Proplanetary Disk Gaps Don't Always Signal Planets
Protoplanetary disks of gas and dust that surround young stars sometimes show dark gaps when viewed, which are often caused by unseen planets. However, a recent study found that protoplanetary disks do not always signal hidden planets, and the gaps could actually be cosmic illusions and not the sign of hidden planets after all.
"If we don't see light scattered from the disk, it doesn't necessarily mean that nothing is there," said Til Birnstiel, from Max Planck Institute for Astronomy in a news release. Birnstiel conducted the study while at the Harvard-Smithsonian Center for Astrophysics.
In their experiment, the researchers studied disks that shine in visible wavelengths due to reflected light. The scattered light derives from starlight, which is released from miniature-sized particles, similar to cigarette smoke.
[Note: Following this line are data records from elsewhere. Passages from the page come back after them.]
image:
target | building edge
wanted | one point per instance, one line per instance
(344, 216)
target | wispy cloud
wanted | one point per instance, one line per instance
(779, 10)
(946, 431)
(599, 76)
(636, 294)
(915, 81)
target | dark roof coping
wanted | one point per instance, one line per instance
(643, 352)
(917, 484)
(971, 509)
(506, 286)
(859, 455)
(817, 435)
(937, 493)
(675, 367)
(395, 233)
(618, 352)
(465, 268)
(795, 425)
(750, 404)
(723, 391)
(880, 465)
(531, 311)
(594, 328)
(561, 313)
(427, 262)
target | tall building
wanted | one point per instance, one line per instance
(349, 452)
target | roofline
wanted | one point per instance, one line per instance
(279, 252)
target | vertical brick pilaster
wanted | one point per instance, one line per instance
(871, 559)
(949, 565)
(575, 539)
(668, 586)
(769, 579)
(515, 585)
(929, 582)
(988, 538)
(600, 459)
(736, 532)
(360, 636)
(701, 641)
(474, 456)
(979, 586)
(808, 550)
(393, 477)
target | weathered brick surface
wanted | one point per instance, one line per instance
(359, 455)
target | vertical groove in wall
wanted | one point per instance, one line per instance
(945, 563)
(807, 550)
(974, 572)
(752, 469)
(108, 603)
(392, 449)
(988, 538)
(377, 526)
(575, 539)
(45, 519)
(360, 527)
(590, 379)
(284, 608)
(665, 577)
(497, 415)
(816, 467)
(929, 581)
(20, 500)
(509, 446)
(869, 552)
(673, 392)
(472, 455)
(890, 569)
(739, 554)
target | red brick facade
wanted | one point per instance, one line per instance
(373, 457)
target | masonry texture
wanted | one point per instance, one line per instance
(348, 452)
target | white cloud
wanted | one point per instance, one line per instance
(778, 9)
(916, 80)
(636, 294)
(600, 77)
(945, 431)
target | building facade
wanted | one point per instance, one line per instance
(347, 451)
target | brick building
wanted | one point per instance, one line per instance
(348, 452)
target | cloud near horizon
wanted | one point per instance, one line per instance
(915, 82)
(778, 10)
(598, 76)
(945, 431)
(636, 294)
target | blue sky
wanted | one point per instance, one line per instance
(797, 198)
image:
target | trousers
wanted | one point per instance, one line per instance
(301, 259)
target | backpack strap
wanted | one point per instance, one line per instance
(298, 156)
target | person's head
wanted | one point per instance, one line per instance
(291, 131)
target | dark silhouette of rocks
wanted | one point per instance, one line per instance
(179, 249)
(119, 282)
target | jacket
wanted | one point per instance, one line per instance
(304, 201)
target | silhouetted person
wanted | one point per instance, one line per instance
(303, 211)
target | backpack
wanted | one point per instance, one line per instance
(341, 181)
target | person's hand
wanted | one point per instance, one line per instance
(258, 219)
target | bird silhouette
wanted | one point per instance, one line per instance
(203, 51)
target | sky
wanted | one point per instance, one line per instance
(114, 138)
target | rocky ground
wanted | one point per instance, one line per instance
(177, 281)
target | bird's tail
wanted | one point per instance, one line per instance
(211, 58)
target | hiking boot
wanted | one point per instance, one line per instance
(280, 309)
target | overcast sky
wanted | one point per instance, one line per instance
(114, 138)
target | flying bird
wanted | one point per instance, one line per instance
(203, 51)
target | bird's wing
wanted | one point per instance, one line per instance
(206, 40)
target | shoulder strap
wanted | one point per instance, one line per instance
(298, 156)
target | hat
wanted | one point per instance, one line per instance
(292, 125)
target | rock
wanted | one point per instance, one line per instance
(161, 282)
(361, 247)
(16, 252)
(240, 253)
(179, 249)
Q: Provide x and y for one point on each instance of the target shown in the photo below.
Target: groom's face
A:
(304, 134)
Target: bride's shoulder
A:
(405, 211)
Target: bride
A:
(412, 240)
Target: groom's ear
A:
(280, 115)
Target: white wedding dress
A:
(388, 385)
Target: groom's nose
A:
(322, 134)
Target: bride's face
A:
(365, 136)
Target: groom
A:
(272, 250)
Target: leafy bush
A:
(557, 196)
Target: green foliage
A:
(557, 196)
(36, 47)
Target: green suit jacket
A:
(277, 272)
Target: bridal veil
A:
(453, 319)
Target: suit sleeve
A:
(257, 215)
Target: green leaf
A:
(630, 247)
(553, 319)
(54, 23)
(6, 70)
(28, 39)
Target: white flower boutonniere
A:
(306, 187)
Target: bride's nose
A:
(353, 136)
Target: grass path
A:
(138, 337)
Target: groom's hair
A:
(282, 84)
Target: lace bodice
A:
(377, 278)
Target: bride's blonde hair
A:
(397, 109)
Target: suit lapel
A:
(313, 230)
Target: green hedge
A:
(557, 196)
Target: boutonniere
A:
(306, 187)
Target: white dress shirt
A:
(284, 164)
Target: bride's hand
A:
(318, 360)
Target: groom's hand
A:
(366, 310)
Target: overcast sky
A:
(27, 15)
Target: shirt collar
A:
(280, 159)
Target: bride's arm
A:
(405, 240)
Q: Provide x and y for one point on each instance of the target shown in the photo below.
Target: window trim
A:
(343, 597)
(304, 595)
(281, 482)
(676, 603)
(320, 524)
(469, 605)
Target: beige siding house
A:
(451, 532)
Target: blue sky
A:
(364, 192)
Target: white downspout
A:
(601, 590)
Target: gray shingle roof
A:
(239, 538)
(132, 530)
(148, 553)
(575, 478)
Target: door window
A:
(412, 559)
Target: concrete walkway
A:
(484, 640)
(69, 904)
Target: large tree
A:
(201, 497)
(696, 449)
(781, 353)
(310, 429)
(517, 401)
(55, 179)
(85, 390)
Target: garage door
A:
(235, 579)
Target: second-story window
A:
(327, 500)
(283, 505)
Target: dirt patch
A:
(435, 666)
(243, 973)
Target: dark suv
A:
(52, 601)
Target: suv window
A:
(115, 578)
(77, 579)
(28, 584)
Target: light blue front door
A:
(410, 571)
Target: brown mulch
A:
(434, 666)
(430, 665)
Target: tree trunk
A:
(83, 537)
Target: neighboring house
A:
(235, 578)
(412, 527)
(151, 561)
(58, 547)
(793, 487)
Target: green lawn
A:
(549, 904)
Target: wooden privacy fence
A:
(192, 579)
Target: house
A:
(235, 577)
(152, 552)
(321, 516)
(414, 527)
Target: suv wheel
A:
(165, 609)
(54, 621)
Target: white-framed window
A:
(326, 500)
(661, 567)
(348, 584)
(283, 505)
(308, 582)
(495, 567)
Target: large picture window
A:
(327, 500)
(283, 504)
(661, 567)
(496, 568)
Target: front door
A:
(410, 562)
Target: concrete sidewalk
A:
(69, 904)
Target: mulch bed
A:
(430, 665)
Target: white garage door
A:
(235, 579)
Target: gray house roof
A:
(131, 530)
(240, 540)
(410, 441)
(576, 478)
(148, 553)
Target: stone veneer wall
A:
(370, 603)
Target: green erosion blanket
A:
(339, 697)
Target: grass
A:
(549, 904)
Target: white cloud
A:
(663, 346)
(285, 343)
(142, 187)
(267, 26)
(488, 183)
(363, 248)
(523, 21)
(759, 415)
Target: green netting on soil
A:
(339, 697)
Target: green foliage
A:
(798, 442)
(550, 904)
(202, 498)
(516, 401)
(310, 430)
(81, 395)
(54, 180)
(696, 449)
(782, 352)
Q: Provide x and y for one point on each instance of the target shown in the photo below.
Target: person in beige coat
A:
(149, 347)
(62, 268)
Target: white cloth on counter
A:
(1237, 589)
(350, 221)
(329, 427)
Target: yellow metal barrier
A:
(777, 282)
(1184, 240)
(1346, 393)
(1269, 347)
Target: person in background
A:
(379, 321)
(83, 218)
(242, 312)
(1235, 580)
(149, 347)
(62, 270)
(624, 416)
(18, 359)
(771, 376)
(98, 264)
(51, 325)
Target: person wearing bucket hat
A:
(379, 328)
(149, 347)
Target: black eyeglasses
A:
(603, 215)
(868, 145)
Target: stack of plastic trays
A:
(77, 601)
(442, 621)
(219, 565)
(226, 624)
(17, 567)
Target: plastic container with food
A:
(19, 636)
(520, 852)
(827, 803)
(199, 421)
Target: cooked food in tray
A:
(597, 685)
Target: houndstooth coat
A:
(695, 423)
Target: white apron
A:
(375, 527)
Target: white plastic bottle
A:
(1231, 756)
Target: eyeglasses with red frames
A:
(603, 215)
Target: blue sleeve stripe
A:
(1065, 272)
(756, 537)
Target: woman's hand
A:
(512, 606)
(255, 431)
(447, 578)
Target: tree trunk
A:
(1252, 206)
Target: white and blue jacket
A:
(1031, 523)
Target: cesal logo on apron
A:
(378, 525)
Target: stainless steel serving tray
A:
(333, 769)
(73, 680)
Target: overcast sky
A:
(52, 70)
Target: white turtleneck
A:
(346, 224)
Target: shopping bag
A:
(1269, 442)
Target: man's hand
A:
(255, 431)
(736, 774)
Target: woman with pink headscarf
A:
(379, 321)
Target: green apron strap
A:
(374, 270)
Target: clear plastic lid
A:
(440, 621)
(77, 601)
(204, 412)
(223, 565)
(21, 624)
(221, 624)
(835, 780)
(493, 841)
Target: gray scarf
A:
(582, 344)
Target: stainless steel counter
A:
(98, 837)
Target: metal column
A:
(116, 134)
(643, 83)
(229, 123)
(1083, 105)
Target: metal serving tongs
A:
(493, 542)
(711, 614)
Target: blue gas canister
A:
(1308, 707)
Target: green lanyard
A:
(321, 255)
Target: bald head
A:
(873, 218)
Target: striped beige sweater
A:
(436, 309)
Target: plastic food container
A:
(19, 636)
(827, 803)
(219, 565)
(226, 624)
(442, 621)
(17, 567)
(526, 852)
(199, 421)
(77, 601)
Over time, these small particles gather together to form large objects, which eventually become giant planets. However, particles do not always form giant planets - sometimes they break apart instead of clinging together. The particles can either move closer to or farther away from a star, which is known as migration. The researchers used the Smithsonian's Hydra supercomputer cluster to examine the process.
"Growth, migration and destruction can have tangible, observable effects," said Sean Andrews, co-author of the study. "Specifically, these processes can create an apparent gap in the disk when the small particles that scatter light are cleared away, even though larger particles still remain."
In order to determine if a planetary disk is real, astronomers need to make observations at longer wavelengths of light that can pick up the pebbles, according to the researchers.